Benedetto XVI aveva già il quadro chiaro davanti ai suoi occhi e non aveva certo bisogno di condividerlo con altri. Ecco allora che se esistono i Vatileaks, emersi con tutta la loro ferocia nel libro del giornalista Gianluigi Nuzzi "Sua Santità", non esistono i Papaleaks. E Benedetto XVI i segreti pontifici li sa tenere. "Ormai le nomine dei vescovi si sanno in anticipo - racconta un anziano presule - ed è abbastanza ovvio che a diffonderle sono proprio i successori degli apostoli che non sanno tenere più un cecio in bocca. Quando arriva dalla Nunziatura Apostolica la doppia busta con la nomina di un nuovo vescovo o il trasferimento di un presule dalla guida di una diocesi a un’altra spesso la prima cosa che fa il destinatario non è pregare, come dovrebbe essere, per il nuovo confratello nell’episcopato e affidarlo così alla misericordia del Signore perché sia saggio nella guida del popolo a lui affidato. No, la prima cosa - racconta ancora il presule - è telefonare a qualcuno per spifferare il contenuto della lettera, anticipando l’ufficialità della Santa Sede e violando il segreto pontificio. Ma nessuno, anche e soprattutto nella Chiesa, ha più paura di nulla. Nemmeno del giudizio di Dio".
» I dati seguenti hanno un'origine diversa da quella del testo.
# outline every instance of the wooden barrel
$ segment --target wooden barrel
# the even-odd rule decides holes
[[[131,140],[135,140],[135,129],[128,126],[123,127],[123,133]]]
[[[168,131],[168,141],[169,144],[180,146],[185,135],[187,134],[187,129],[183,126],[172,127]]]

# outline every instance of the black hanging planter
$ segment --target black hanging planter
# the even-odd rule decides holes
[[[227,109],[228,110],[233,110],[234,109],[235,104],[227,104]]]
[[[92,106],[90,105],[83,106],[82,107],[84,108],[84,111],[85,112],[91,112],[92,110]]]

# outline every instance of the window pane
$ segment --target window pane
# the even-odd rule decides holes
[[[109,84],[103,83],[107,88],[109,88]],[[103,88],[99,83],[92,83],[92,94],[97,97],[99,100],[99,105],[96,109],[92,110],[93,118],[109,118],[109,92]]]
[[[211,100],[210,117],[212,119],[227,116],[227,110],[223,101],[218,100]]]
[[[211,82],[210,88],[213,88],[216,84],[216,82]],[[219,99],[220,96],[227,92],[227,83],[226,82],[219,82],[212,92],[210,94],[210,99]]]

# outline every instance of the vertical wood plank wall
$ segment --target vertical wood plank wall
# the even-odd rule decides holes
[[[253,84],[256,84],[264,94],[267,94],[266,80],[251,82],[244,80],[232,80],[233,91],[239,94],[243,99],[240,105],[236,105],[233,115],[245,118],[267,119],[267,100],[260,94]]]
Benedetto XVI non è nuovo a questo scenario. Sa che gli attacchi peggiori nel corso di più di sette anni e mezzo di pontificato gli sono arrivati proprio da coloro che sono dentro la Chiesa dove, come ha scritto in una celebre lettera inviata a tutti i vescovi della terra, spesso ci si morde e ci si divora a vicenda. E anche il Papa, ricordava sempre Joseph Ratzinger in quel testo, non è immune dal perdere "il diritto alla tolleranza e può pure lui essere trattato con odio senza timore e riserbo".
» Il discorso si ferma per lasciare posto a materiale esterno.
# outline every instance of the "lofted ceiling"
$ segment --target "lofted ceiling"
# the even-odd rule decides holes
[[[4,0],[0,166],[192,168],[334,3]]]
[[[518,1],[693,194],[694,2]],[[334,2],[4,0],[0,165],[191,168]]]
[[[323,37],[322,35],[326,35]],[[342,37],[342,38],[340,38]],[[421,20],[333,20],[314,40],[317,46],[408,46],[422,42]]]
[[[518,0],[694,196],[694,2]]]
Benedetto XVI non si illude che sia tutto rose e fiori. "In questi cinquant’anni abbiamo imparato ed esperito - ha affermato l’11 ottobre scorso - che il peccato originale esiste e si traduce, sempre di nuovo, in peccati personali, che possono anche divenire strutture del peccato. Abbiamo visto che nel campo del Signore c’è sempre anche la zizzania. Abbiamo visto che nella rete di Pietro si trovano anche pesci cattivi. Abbiamo visto che la fragilità umana è presente anche nella Chiesa, che la nave della Chiesa sta navigando anche con vento contrario, con tempeste che minacciano la nave e qualche volta abbiamo pensato: il Signore dorme e ci ha dimenticato".
Papa Ratzinger sa che non è così. E lo ha sottolineato nella sua intensa trilogia su Gesù di Nazaret. Sa che la promozione umana è il fine di quel Dio che per i cristiani si fa bambino nella culla di Betlemme, si fa povero e prossimo a tutti. Si fa testimone di quella cattolicità e di quella umiltà che Benedetto XVI indica come unica strada per vivere con coerenza nella Chiesa il messaggio evangelico. Una via che vale per i cardinali, come egli stesso ha affermato con forza nel suo ultimo Concistoro, la settimana scorsa, per i vescovi e i sacerdoti e per i laici. Un cammino da iniziare nuovamente ogni giorno.